Use of ordinal terms such as “first,” “second,” “third,” etc., in the claims to modify a claim element does not by itself connote any priority, precedence, or order of one claim element over another or the temporal order in which acts of a method are performed, but are used merely as labels to distinguish one claim element having a certain name from another element having a same name (but for use of the ordinal term) to distinguish the claim elements.
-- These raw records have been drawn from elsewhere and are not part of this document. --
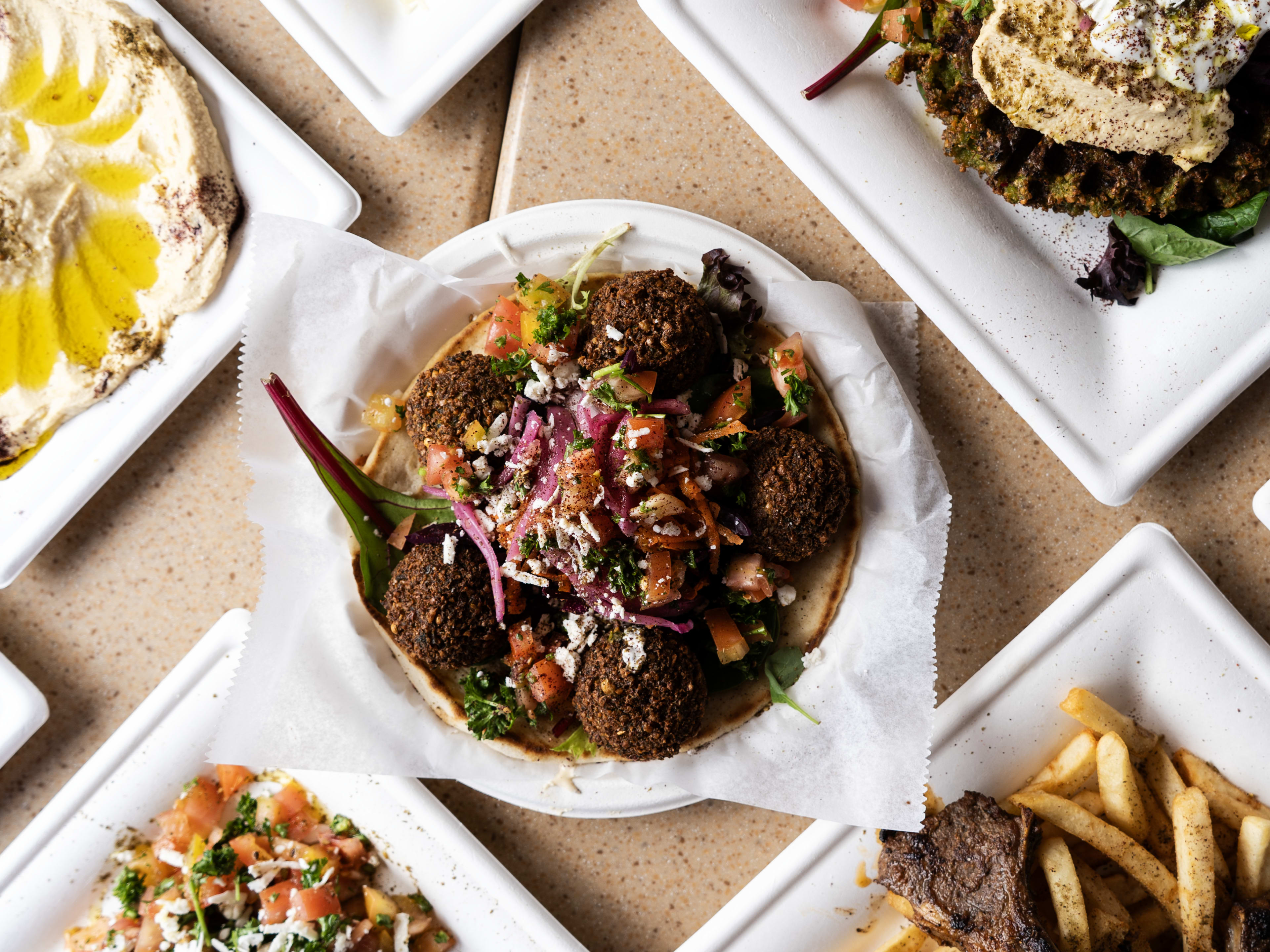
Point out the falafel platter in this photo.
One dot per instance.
(608, 520)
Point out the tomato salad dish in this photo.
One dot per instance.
(610, 520)
(249, 862)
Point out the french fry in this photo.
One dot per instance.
(1070, 771)
(911, 940)
(1065, 890)
(1163, 777)
(1116, 846)
(1119, 789)
(1197, 887)
(1226, 801)
(1251, 870)
(1100, 718)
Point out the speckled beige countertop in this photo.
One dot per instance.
(588, 101)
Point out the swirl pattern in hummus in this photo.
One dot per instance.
(116, 207)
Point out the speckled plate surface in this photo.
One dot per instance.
(1145, 629)
(277, 173)
(1114, 391)
(51, 874)
(396, 59)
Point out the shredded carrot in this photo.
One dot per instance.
(694, 492)
(735, 427)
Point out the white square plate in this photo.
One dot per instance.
(23, 710)
(1114, 391)
(1145, 629)
(396, 60)
(276, 173)
(53, 871)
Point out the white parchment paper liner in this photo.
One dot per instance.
(340, 319)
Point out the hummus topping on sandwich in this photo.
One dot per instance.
(1038, 66)
(116, 207)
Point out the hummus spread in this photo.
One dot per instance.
(116, 207)
(1037, 66)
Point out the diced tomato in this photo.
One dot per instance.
(661, 579)
(730, 643)
(202, 805)
(445, 468)
(314, 903)
(352, 851)
(276, 902)
(582, 483)
(789, 357)
(548, 683)
(505, 329)
(646, 433)
(233, 778)
(748, 574)
(177, 831)
(731, 405)
(251, 850)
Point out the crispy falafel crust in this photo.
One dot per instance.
(661, 317)
(451, 397)
(821, 580)
(643, 715)
(797, 493)
(444, 615)
(1025, 168)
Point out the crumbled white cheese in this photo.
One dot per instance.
(633, 655)
(568, 662)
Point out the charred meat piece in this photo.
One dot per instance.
(1248, 928)
(967, 876)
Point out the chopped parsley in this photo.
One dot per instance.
(129, 889)
(491, 705)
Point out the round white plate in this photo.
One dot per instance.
(519, 242)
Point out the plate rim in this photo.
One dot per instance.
(340, 206)
(1146, 546)
(393, 115)
(1113, 480)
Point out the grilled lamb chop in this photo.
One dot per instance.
(966, 875)
(1248, 930)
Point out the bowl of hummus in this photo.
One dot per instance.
(117, 204)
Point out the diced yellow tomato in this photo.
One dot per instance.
(202, 805)
(789, 357)
(446, 468)
(582, 483)
(730, 643)
(644, 433)
(548, 683)
(314, 903)
(661, 579)
(731, 405)
(276, 902)
(378, 904)
(505, 329)
(233, 778)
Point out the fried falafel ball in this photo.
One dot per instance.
(643, 713)
(447, 399)
(797, 493)
(444, 615)
(658, 315)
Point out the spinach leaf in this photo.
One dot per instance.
(1226, 224)
(784, 668)
(1165, 244)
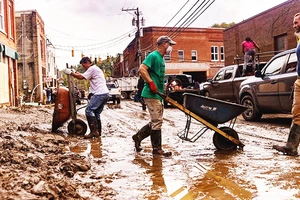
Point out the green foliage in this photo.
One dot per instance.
(223, 25)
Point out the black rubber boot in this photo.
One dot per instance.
(144, 132)
(156, 144)
(292, 144)
(92, 121)
(244, 72)
(99, 127)
(141, 100)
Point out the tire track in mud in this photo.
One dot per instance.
(128, 120)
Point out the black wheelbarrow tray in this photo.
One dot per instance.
(210, 112)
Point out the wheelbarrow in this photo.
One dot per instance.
(210, 112)
(65, 108)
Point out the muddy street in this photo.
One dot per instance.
(37, 164)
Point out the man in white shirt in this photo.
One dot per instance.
(99, 98)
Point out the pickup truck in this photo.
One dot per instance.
(271, 88)
(176, 85)
(225, 84)
(114, 92)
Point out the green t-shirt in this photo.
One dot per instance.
(156, 64)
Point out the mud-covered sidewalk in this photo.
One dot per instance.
(38, 164)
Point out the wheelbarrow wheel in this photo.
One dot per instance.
(222, 143)
(80, 127)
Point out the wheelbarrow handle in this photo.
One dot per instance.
(162, 95)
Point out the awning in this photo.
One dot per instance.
(11, 53)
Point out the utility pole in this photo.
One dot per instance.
(136, 22)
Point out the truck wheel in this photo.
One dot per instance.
(166, 105)
(222, 143)
(131, 95)
(80, 127)
(206, 94)
(252, 113)
(124, 95)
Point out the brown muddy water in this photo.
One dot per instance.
(195, 170)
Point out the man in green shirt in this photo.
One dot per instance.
(152, 71)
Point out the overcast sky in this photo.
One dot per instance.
(101, 28)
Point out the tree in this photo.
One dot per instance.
(223, 25)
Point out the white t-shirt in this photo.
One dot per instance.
(97, 80)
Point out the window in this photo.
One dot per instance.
(180, 56)
(11, 21)
(222, 53)
(147, 53)
(228, 74)
(194, 55)
(214, 53)
(280, 42)
(292, 64)
(2, 15)
(275, 66)
(168, 57)
(219, 76)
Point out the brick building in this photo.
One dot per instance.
(31, 45)
(8, 55)
(198, 52)
(272, 30)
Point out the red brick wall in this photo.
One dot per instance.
(199, 39)
(262, 28)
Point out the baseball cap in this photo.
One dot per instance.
(85, 60)
(163, 39)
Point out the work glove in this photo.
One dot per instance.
(69, 71)
(153, 87)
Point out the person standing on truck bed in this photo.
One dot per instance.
(291, 147)
(99, 97)
(248, 49)
(140, 87)
(152, 71)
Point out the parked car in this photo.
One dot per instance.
(271, 88)
(176, 85)
(114, 92)
(225, 84)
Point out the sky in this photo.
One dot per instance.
(99, 28)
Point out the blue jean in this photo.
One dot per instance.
(96, 105)
(250, 52)
(156, 110)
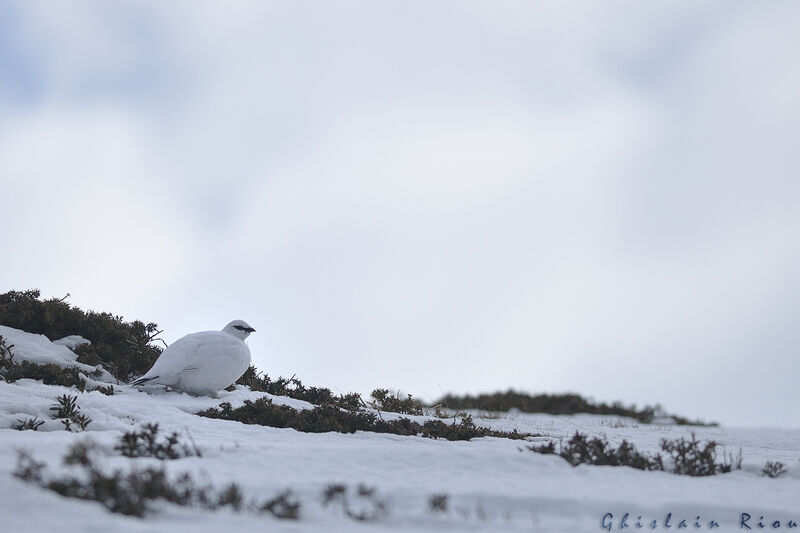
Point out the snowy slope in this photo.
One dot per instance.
(493, 484)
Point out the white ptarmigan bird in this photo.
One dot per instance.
(204, 362)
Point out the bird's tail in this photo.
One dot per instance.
(142, 381)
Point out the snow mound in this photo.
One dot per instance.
(72, 341)
(39, 349)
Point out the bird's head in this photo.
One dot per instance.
(239, 329)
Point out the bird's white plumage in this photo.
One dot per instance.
(203, 363)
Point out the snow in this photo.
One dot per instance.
(493, 484)
(39, 349)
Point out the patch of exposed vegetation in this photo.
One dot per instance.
(67, 410)
(125, 349)
(684, 457)
(363, 504)
(438, 503)
(328, 417)
(294, 388)
(383, 400)
(773, 469)
(560, 404)
(133, 492)
(146, 443)
(284, 506)
(29, 424)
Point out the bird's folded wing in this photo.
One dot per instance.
(190, 352)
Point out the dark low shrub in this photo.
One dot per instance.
(684, 457)
(559, 404)
(29, 424)
(328, 417)
(596, 451)
(773, 469)
(125, 349)
(132, 492)
(363, 504)
(294, 388)
(66, 409)
(383, 400)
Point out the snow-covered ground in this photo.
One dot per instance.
(493, 484)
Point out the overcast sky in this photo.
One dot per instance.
(428, 196)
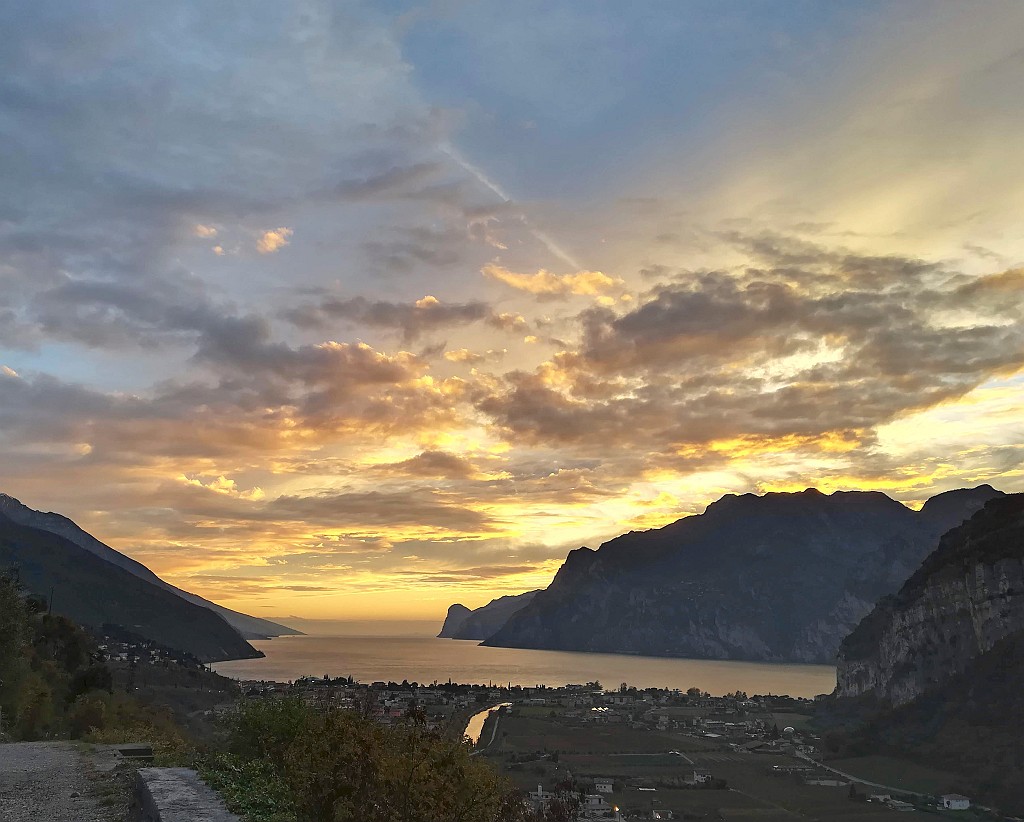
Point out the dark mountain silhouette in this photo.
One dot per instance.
(94, 592)
(782, 576)
(934, 672)
(250, 628)
(462, 623)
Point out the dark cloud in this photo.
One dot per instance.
(774, 352)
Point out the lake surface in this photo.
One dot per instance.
(427, 659)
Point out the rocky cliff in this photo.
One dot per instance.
(782, 577)
(967, 597)
(462, 623)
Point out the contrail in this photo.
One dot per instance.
(484, 180)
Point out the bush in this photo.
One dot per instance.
(266, 728)
(253, 788)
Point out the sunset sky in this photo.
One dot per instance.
(353, 310)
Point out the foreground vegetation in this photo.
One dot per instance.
(287, 762)
(274, 760)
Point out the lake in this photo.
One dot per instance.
(426, 659)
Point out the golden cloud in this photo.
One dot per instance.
(546, 284)
(273, 240)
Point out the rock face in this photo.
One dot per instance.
(778, 577)
(251, 628)
(462, 623)
(94, 592)
(967, 597)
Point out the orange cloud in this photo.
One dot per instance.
(546, 284)
(273, 240)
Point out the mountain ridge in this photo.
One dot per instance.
(250, 628)
(772, 577)
(481, 622)
(93, 592)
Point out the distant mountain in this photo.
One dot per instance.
(251, 628)
(780, 577)
(94, 592)
(453, 620)
(934, 673)
(462, 623)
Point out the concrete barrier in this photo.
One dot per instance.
(175, 794)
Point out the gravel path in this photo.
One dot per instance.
(46, 782)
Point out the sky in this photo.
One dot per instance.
(351, 310)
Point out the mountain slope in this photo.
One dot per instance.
(485, 620)
(453, 620)
(934, 673)
(93, 592)
(966, 597)
(783, 576)
(250, 628)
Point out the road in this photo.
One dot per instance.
(858, 780)
(47, 781)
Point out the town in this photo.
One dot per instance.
(587, 752)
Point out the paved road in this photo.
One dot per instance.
(858, 780)
(46, 782)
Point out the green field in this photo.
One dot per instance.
(629, 754)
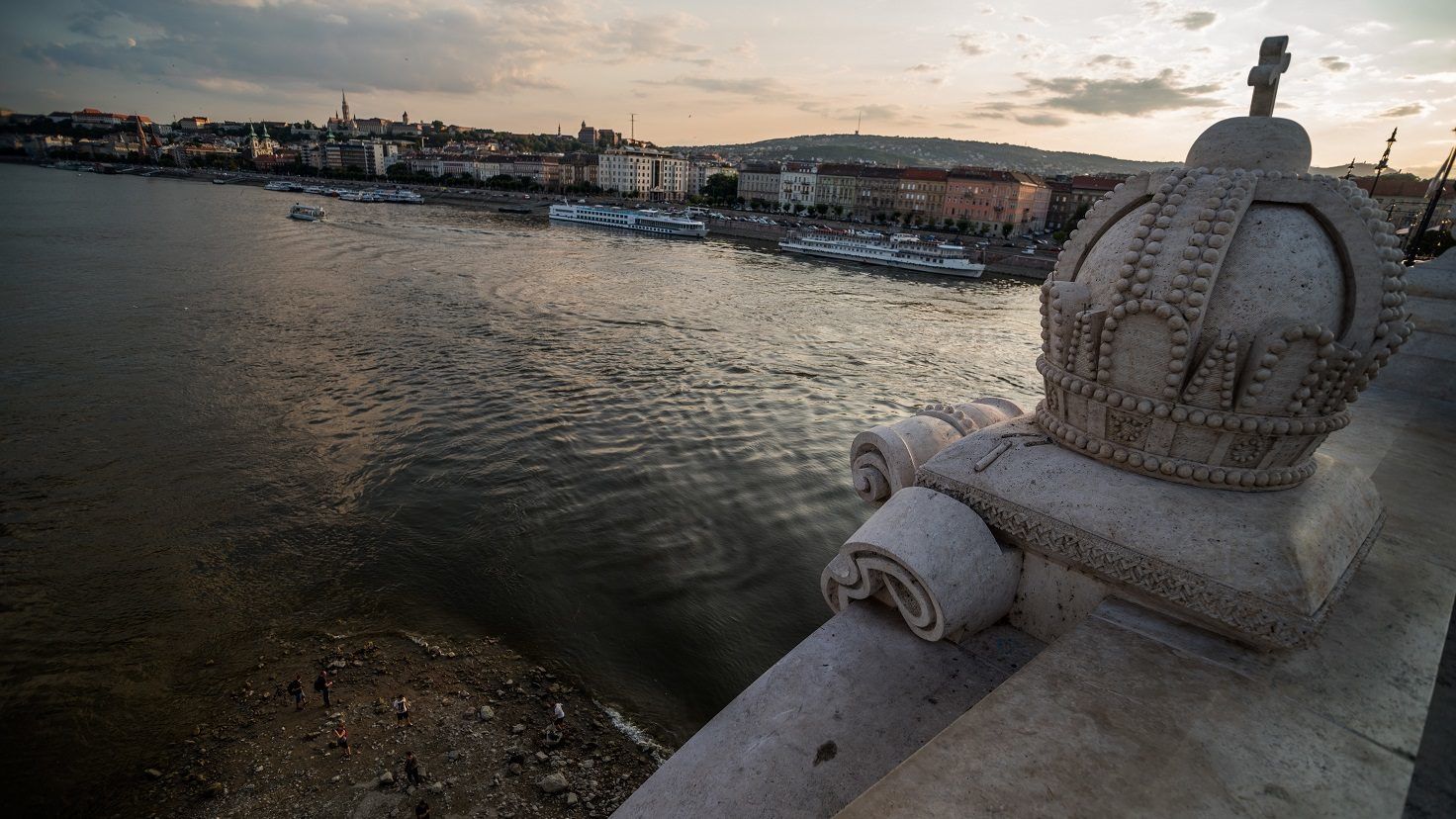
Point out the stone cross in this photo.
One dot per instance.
(1264, 77)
The articles “a” and “an,” as used herein, should be understood to include the plural referents unless clearly indicated to the contrary. Claims or descriptions that include “or” between one or more members of a group are considered satisfied if one, more than one, or all of the group members are present in, employed in, or otherwise relevant to a given product or process unless indicated to the contrary or otherwise evident from the context. In some embodiments, exactly one member of a group is present in, employed in, or otherwise relevant to a given product or process. In some embodiments, more than one, or all group members are present in, employed in, or otherwise relevant to a given product or process. It is to be understood that the present disclosure encompasses all variations, combinations, and permutations in which one or more limitations, elements, clauses, descriptive terms, etc., from one or more of the listed claims is introduced into another claim dependent on the same base claim (or, as relevant, any other claim) unless otherwise indicated or unless it would be evident to one of ordinary skill in the art that a contradiction or inconsistency would arise. Where elements are presented as lists (e.g., in Markush group or similar format), it is to be understood that each subgroup of the elements is also disclosed, and any element(s) can be removed from the group. It should be understood that, in general, where embodiments or aspects are referred to as “comprising” particular elements, features, etc., certain embodiments or aspects “consist,” or “consist essentially of,” such elements, features, etc. For purposes of simplicity, those embodiments have not in every case been specifically set forth in so many words herein. It should also be understood that any embodiment or aspect can be explicitly excluded from the claims, regardless of whether the specific exclusion is recited in the specification.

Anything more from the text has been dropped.